Over the weekend, a non violent spray paint artist was arrested(!?) at Baltimore’s Harborplace. Police claim he was on private property, he claims he was on public land. I don’t know, and I wasn’t there, so I can’t comment if the arrest was legal.
However, the officer involved did finally admit something we’ve known for quite some time.
A police officer on bicycle patrol wrote in his report that Chase was “performing for money” and had three buckets with the word “Tips” painted on the side. The officer wrote that the buckets were on private property operated by General Growth Properties, which runs Harborplace. But a company spokesman said Chase was on city property.
The report says the officer and Chase argued about his rights before he was arrested, taken to the booking center and given an October trial date.

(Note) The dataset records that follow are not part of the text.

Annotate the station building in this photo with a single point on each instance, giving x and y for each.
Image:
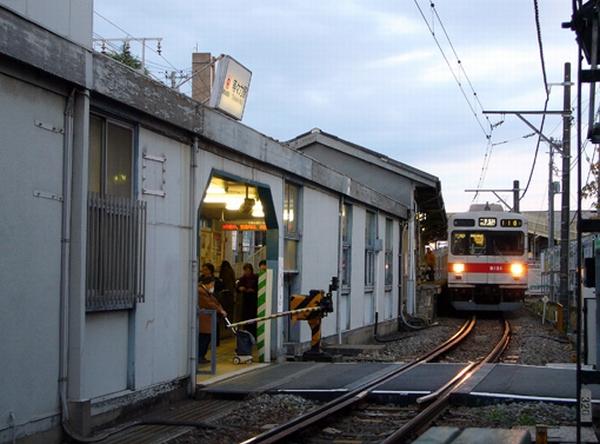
(115, 189)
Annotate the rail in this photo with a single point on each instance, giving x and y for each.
(442, 396)
(302, 422)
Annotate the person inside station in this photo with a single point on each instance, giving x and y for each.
(430, 264)
(207, 274)
(206, 300)
(227, 294)
(247, 287)
(262, 266)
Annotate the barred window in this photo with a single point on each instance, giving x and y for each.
(346, 247)
(116, 229)
(370, 250)
(291, 214)
(389, 256)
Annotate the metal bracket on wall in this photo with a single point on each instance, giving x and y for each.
(48, 127)
(46, 195)
(153, 178)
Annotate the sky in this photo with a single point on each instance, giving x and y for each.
(370, 72)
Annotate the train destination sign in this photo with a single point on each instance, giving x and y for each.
(511, 223)
(487, 221)
(464, 222)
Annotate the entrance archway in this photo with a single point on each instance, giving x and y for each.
(237, 224)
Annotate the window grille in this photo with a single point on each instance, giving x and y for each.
(389, 256)
(346, 247)
(116, 244)
(370, 251)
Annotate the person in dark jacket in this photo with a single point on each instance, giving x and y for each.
(227, 294)
(247, 287)
(206, 300)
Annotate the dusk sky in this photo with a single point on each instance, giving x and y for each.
(370, 72)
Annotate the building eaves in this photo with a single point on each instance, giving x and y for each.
(365, 154)
(28, 43)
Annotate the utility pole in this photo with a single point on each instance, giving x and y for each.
(564, 213)
(551, 217)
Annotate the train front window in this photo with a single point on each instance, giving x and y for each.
(491, 243)
(468, 243)
(505, 243)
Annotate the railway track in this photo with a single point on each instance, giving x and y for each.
(439, 400)
(301, 423)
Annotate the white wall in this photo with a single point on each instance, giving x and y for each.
(69, 18)
(320, 233)
(161, 322)
(357, 287)
(30, 241)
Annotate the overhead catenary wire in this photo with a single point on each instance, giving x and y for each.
(486, 133)
(130, 35)
(460, 64)
(546, 89)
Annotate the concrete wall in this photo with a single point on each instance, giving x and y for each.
(69, 18)
(383, 181)
(357, 287)
(319, 262)
(30, 240)
(161, 322)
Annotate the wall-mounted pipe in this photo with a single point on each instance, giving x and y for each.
(338, 302)
(65, 255)
(193, 292)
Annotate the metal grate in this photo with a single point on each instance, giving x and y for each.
(116, 252)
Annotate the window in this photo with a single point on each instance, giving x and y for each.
(290, 220)
(491, 243)
(389, 257)
(346, 247)
(370, 251)
(116, 232)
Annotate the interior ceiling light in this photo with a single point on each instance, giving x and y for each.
(257, 210)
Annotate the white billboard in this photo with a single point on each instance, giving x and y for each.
(230, 88)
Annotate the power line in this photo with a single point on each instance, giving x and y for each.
(546, 89)
(458, 82)
(540, 45)
(460, 64)
(129, 35)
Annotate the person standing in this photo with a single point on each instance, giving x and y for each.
(206, 300)
(430, 263)
(247, 287)
(262, 266)
(227, 295)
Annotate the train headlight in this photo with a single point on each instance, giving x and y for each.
(517, 270)
(458, 267)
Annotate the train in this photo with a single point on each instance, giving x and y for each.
(486, 259)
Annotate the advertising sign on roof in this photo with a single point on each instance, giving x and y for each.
(230, 88)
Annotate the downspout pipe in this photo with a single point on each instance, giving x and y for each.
(193, 295)
(338, 302)
(65, 254)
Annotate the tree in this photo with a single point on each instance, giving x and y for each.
(127, 58)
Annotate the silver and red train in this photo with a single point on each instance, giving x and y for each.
(487, 259)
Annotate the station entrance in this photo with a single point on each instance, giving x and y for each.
(237, 233)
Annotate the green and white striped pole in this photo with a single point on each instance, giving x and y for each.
(262, 330)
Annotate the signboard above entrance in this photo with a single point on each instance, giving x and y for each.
(230, 88)
(243, 226)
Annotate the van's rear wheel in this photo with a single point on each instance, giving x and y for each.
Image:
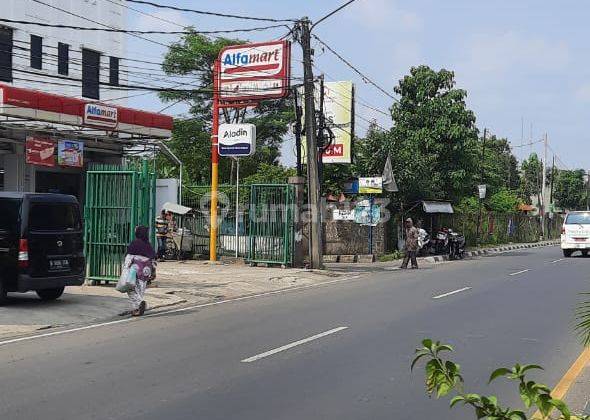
(50, 294)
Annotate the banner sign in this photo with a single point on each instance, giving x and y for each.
(365, 214)
(343, 214)
(70, 153)
(101, 116)
(39, 151)
(237, 139)
(339, 114)
(255, 71)
(372, 185)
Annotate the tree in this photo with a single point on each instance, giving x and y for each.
(194, 55)
(432, 143)
(569, 190)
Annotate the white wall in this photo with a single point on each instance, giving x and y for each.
(108, 44)
(166, 192)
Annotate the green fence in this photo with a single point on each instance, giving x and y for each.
(118, 198)
(271, 224)
(197, 197)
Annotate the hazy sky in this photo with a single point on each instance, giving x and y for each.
(517, 59)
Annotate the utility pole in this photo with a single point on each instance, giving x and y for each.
(481, 179)
(313, 186)
(544, 181)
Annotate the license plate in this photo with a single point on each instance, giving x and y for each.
(59, 265)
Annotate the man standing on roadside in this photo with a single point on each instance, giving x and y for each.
(411, 244)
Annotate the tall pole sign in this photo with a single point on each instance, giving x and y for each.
(243, 75)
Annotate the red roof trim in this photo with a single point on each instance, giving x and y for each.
(50, 102)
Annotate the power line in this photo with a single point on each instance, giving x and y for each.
(202, 12)
(332, 13)
(133, 31)
(98, 23)
(364, 77)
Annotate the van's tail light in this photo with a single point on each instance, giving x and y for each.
(23, 253)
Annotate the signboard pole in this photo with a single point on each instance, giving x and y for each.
(214, 165)
(237, 202)
(371, 200)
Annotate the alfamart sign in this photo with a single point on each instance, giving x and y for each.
(237, 140)
(101, 116)
(255, 71)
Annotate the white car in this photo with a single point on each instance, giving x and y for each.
(575, 233)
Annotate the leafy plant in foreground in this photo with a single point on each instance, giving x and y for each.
(443, 377)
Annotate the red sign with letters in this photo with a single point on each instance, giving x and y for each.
(40, 151)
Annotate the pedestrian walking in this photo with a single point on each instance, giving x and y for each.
(412, 236)
(162, 234)
(141, 255)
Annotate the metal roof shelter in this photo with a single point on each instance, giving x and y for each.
(437, 207)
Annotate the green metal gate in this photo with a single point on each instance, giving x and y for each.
(118, 198)
(271, 224)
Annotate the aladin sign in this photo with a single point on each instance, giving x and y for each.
(237, 140)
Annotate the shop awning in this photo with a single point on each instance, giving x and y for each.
(437, 207)
(36, 105)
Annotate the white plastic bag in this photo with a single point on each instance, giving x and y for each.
(128, 277)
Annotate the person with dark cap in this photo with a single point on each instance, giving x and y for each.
(412, 236)
(141, 256)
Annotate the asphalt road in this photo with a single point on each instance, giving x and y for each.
(247, 360)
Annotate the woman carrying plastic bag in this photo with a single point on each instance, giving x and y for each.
(138, 270)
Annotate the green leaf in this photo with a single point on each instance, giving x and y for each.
(499, 372)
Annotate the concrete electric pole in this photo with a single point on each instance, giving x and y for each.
(316, 250)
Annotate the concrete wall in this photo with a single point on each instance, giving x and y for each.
(345, 237)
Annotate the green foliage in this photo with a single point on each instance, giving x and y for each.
(443, 377)
(433, 142)
(504, 201)
(569, 190)
(194, 55)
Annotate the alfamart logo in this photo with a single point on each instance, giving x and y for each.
(100, 115)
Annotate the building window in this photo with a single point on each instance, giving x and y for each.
(90, 74)
(36, 52)
(63, 59)
(6, 54)
(114, 71)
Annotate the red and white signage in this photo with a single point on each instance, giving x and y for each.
(40, 151)
(101, 116)
(255, 71)
(40, 106)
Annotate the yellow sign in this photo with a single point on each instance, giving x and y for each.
(339, 114)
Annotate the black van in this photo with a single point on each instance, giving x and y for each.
(41, 244)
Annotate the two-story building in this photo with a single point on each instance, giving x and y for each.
(62, 94)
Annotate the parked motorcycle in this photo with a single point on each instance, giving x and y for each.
(456, 245)
(423, 242)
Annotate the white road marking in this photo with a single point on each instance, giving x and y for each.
(172, 311)
(291, 345)
(519, 272)
(451, 293)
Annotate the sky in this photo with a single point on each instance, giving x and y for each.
(524, 64)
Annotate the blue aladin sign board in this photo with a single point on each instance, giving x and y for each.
(237, 140)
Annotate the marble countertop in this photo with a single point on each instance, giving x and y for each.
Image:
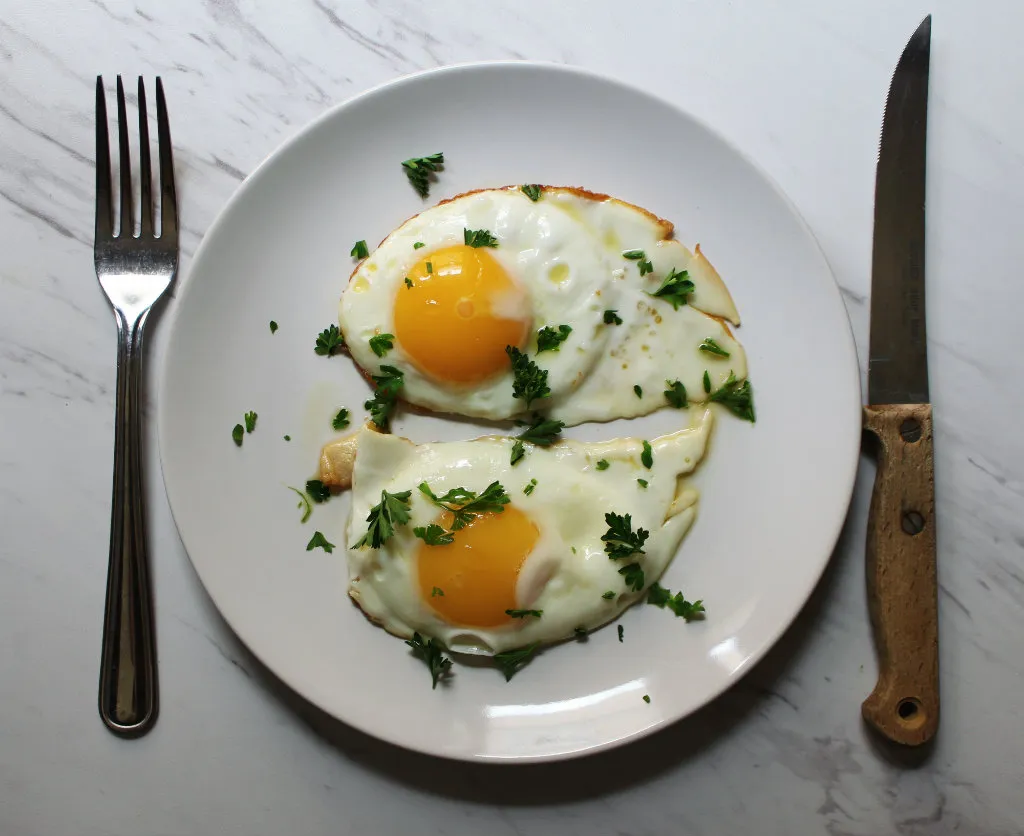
(799, 85)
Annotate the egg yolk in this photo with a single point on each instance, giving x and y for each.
(456, 314)
(471, 582)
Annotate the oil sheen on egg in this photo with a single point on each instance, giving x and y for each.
(542, 552)
(454, 308)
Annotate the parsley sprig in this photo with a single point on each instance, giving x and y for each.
(621, 541)
(432, 653)
(418, 169)
(390, 511)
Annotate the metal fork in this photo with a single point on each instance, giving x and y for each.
(134, 272)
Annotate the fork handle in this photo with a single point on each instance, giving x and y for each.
(128, 696)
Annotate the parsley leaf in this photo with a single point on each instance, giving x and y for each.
(389, 383)
(320, 541)
(390, 511)
(676, 287)
(737, 396)
(511, 662)
(620, 541)
(659, 596)
(431, 652)
(330, 341)
(712, 347)
(464, 505)
(676, 394)
(303, 503)
(317, 491)
(418, 170)
(380, 344)
(548, 338)
(529, 380)
(633, 575)
(478, 238)
(518, 451)
(434, 535)
(543, 431)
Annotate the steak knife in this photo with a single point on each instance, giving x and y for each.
(902, 590)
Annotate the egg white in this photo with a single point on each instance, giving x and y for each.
(565, 252)
(567, 572)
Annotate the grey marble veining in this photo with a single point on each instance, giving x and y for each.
(799, 86)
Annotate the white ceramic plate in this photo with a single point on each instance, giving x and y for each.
(773, 495)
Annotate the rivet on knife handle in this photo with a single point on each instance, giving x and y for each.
(902, 589)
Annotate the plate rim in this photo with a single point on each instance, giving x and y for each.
(849, 477)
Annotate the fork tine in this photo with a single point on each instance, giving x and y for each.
(145, 191)
(168, 199)
(125, 230)
(104, 213)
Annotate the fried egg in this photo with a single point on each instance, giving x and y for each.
(542, 554)
(584, 265)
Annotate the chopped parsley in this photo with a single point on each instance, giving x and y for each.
(388, 383)
(464, 505)
(418, 169)
(676, 394)
(518, 451)
(303, 503)
(511, 662)
(317, 491)
(633, 575)
(532, 192)
(434, 535)
(390, 511)
(478, 238)
(330, 341)
(380, 344)
(432, 653)
(620, 541)
(676, 287)
(320, 541)
(712, 347)
(659, 596)
(548, 338)
(529, 380)
(737, 396)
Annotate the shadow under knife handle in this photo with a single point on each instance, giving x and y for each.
(902, 588)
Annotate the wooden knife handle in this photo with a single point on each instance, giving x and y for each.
(902, 589)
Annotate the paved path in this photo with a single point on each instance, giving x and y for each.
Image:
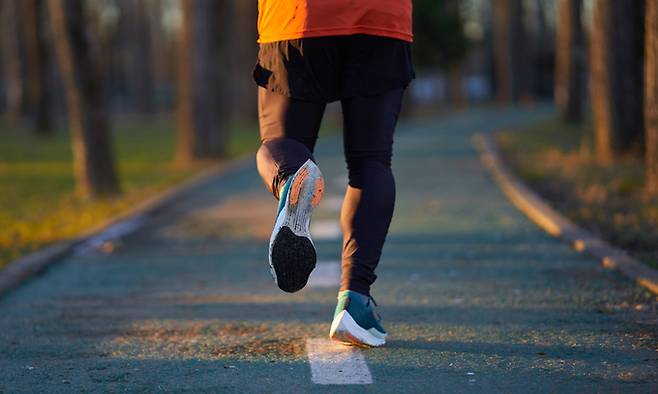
(476, 298)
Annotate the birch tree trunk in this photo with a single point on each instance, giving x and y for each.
(617, 73)
(13, 73)
(203, 112)
(651, 94)
(570, 61)
(92, 151)
(36, 55)
(508, 49)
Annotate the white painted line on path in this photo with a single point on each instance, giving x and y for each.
(326, 230)
(334, 363)
(325, 274)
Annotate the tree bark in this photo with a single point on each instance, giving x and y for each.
(36, 55)
(651, 94)
(13, 73)
(570, 61)
(508, 50)
(617, 73)
(135, 35)
(203, 111)
(92, 151)
(245, 52)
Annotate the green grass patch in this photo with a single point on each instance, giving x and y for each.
(37, 201)
(557, 160)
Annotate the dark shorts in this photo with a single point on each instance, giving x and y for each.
(326, 69)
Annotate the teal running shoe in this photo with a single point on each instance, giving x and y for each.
(356, 322)
(292, 254)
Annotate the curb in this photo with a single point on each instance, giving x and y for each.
(557, 225)
(18, 271)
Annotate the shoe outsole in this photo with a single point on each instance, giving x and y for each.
(293, 260)
(292, 253)
(345, 330)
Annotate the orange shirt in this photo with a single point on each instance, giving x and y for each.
(280, 20)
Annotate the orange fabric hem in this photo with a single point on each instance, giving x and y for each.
(338, 32)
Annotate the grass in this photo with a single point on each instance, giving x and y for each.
(556, 159)
(37, 203)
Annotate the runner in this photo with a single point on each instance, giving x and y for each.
(313, 52)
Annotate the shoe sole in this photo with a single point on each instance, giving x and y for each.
(292, 253)
(345, 330)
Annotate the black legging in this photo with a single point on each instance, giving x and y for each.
(289, 129)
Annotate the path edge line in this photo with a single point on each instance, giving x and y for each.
(554, 223)
(18, 271)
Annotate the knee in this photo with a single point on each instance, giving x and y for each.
(374, 170)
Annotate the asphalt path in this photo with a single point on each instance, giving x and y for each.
(476, 298)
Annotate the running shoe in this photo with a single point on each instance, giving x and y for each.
(292, 253)
(356, 322)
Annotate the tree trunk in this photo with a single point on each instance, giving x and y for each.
(135, 37)
(651, 94)
(13, 73)
(508, 50)
(570, 61)
(36, 56)
(92, 151)
(617, 63)
(245, 50)
(202, 111)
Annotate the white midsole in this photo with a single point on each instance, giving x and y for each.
(299, 219)
(344, 323)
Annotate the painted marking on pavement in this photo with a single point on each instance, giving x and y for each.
(326, 230)
(334, 363)
(325, 274)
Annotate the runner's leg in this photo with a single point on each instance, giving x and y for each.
(288, 132)
(369, 123)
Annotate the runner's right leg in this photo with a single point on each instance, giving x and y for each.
(288, 130)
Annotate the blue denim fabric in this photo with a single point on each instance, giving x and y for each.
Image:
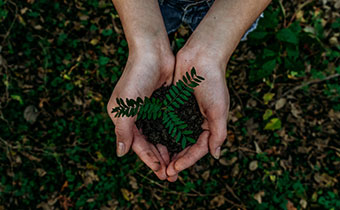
(191, 12)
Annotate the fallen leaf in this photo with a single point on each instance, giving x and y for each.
(206, 175)
(280, 103)
(267, 114)
(273, 124)
(217, 201)
(31, 114)
(127, 194)
(290, 205)
(303, 203)
(268, 97)
(258, 196)
(253, 165)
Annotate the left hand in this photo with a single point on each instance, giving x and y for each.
(213, 99)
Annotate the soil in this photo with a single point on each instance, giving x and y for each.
(156, 132)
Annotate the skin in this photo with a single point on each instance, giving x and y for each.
(151, 64)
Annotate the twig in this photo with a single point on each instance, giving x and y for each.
(291, 91)
(299, 9)
(12, 24)
(283, 12)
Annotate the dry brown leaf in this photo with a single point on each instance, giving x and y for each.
(31, 114)
(280, 103)
(217, 201)
(258, 196)
(127, 194)
(206, 175)
(303, 203)
(253, 165)
(290, 205)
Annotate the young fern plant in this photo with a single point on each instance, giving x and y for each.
(152, 108)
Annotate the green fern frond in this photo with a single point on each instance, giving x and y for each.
(154, 108)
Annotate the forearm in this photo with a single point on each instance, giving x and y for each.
(142, 22)
(225, 23)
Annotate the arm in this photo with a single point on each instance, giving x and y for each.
(208, 50)
(150, 65)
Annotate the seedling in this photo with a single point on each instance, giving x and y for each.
(152, 108)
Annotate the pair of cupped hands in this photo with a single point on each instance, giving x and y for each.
(153, 65)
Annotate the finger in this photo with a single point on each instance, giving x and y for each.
(163, 151)
(124, 134)
(171, 171)
(161, 173)
(218, 134)
(196, 152)
(172, 178)
(142, 148)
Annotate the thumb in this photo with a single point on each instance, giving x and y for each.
(124, 133)
(218, 134)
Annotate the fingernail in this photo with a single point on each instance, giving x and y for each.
(120, 149)
(217, 153)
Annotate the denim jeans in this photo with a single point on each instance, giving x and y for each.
(190, 12)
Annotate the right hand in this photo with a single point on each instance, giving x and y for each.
(146, 70)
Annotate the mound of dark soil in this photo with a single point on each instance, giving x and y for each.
(156, 132)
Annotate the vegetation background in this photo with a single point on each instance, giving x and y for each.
(60, 60)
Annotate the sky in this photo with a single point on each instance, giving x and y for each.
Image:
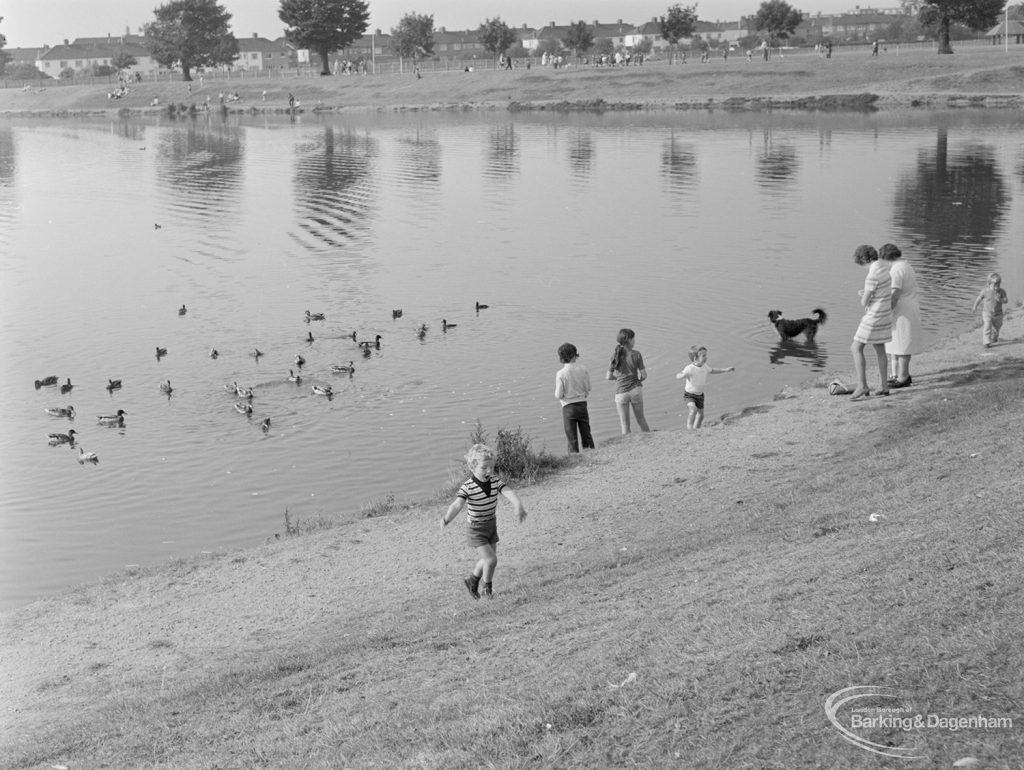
(33, 23)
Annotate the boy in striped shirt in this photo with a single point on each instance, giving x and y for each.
(480, 490)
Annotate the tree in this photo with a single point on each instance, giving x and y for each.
(939, 14)
(414, 36)
(4, 56)
(778, 18)
(680, 23)
(579, 37)
(324, 26)
(496, 36)
(192, 33)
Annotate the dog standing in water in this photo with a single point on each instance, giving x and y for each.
(790, 328)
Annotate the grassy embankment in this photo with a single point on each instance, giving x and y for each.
(974, 77)
(734, 572)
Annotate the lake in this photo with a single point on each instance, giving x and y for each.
(685, 226)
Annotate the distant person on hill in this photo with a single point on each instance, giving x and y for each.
(695, 374)
(877, 324)
(991, 299)
(571, 388)
(908, 334)
(480, 492)
(628, 371)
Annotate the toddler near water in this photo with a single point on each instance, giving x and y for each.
(480, 490)
(991, 299)
(696, 377)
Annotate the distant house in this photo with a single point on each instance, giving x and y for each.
(1012, 31)
(85, 53)
(260, 54)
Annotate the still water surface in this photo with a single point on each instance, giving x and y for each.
(686, 227)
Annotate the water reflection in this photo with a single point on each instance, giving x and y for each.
(679, 165)
(202, 166)
(776, 164)
(502, 158)
(419, 161)
(333, 187)
(582, 154)
(952, 208)
(811, 352)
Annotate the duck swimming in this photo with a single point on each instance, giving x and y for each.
(87, 457)
(58, 438)
(112, 420)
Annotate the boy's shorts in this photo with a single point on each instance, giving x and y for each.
(482, 533)
(631, 396)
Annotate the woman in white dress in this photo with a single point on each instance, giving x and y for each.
(908, 335)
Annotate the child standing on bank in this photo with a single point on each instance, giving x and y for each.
(571, 388)
(480, 490)
(991, 299)
(695, 375)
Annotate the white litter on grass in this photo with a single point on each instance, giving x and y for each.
(629, 680)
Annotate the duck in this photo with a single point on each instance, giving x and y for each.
(112, 420)
(58, 438)
(87, 457)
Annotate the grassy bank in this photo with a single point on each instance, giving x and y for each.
(973, 77)
(674, 600)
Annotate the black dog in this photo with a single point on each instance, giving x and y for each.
(787, 328)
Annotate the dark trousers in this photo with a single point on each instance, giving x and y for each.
(576, 417)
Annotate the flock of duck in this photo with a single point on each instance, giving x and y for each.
(244, 394)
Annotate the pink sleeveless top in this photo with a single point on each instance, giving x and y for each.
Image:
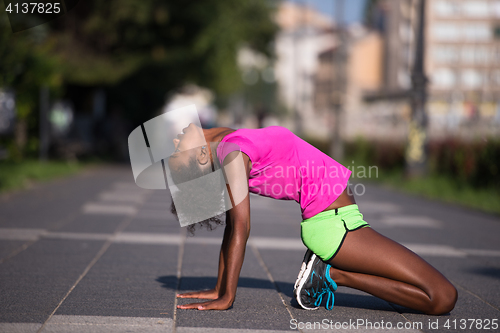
(286, 167)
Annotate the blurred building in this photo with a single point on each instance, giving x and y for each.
(304, 35)
(462, 59)
(364, 74)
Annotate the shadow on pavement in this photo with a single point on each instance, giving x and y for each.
(486, 271)
(201, 283)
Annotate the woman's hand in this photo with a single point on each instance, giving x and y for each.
(218, 304)
(205, 294)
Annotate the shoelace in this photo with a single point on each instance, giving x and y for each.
(328, 291)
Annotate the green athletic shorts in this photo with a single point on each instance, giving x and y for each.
(325, 232)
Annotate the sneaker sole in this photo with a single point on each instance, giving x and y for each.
(308, 255)
(303, 280)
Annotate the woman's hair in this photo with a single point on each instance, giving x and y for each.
(203, 196)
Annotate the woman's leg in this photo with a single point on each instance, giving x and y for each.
(377, 265)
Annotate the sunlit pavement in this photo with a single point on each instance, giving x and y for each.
(95, 253)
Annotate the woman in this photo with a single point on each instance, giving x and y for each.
(344, 249)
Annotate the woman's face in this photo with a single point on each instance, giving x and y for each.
(186, 145)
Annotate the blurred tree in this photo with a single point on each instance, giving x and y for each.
(138, 50)
(26, 64)
(142, 48)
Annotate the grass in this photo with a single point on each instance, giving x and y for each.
(17, 175)
(438, 187)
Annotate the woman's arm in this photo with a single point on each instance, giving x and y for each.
(234, 242)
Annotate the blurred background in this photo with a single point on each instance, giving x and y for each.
(410, 87)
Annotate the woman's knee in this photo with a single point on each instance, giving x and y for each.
(443, 299)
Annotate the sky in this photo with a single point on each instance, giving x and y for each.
(353, 9)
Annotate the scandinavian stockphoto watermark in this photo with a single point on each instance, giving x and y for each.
(362, 324)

“It is my constitutional right to be here without prior approval,” Chase said to the officer, according to a video that captured part of his encounter with police.
“Your constitutional rights have nothing to do with the law,” the officer responded.
No kidding. In Baltimore, that is a true statement. Later, to their credit, they try to backtrack.
Baltimore police spokesman Anthony Guglielmi said the officer was trying to explain that he was enforcing a valid law and couldn’t debate constitutional claims more suited for a courtroom than a street corner.
“The courts have a right to weigh in on it,” Guglielmi said. “But as of today … we still have an ordinance we have to enforce.”
This is the problem. The guys and gals on the street don’t understand (or don’t care) about the rights of the citizens. The union backs them up. (See also: Tshamba shooting). The only person who can discuss rights and the Constitution in an intelligent manner is the department spokesperson, reading from a script.
We deserve better, and the Baltimore Police Department needs to start taking accountability.